Whoa! This is an extremely interesting result!
In my tests duplicacy was much faster, so that I did not include the rclone results in the post. (But only tested on 4 threads, and egress from Amazon is quite expensive, I’ve already spent $20 :)).
It would be interesting to understand what does duplicacy do differently than the rclone.
And to confirm, you have created native storj remote in recline, not S3, correct?
I’m wondering when you specified 20 transfers with rclone and you only have 10 files it started downloaded each file in two threads - from the beginning and from the middle — or did it simply use 10 threads.
Either way, this is a massive improvement.
But I think we are very close. It is possible that the rclone is using newer version of uplink (storj api library) that has a bunch of optimizations while duplicacy is using an older and slower one.

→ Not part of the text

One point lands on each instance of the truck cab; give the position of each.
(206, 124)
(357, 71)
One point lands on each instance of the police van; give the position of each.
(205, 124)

Actually, rclone can be used to serve any remote as few others remotes, rclone serve
You could technically use rclone to serve STORJ via its native remove over SFTP and have duplicacy connect to local rclone instance via SFTP. I’m not saying that this is what you should do permanently, just pointing out a possibility.
Actually it would be a good experiment. If duplicacy → rclone serve → storj is fast but duplicacy → storj is slow ==> it’s definitely old storj library in duplicacy.
It’s hard to imagine anything else. Ultimately, both apps just fetch files from the interwebs.
Alternatively, i can try updating the storj dependency in duplicacy source and building a binary for windows for you, but you should not trust binaries from random people on the internet, so maybe it’s a non-starter.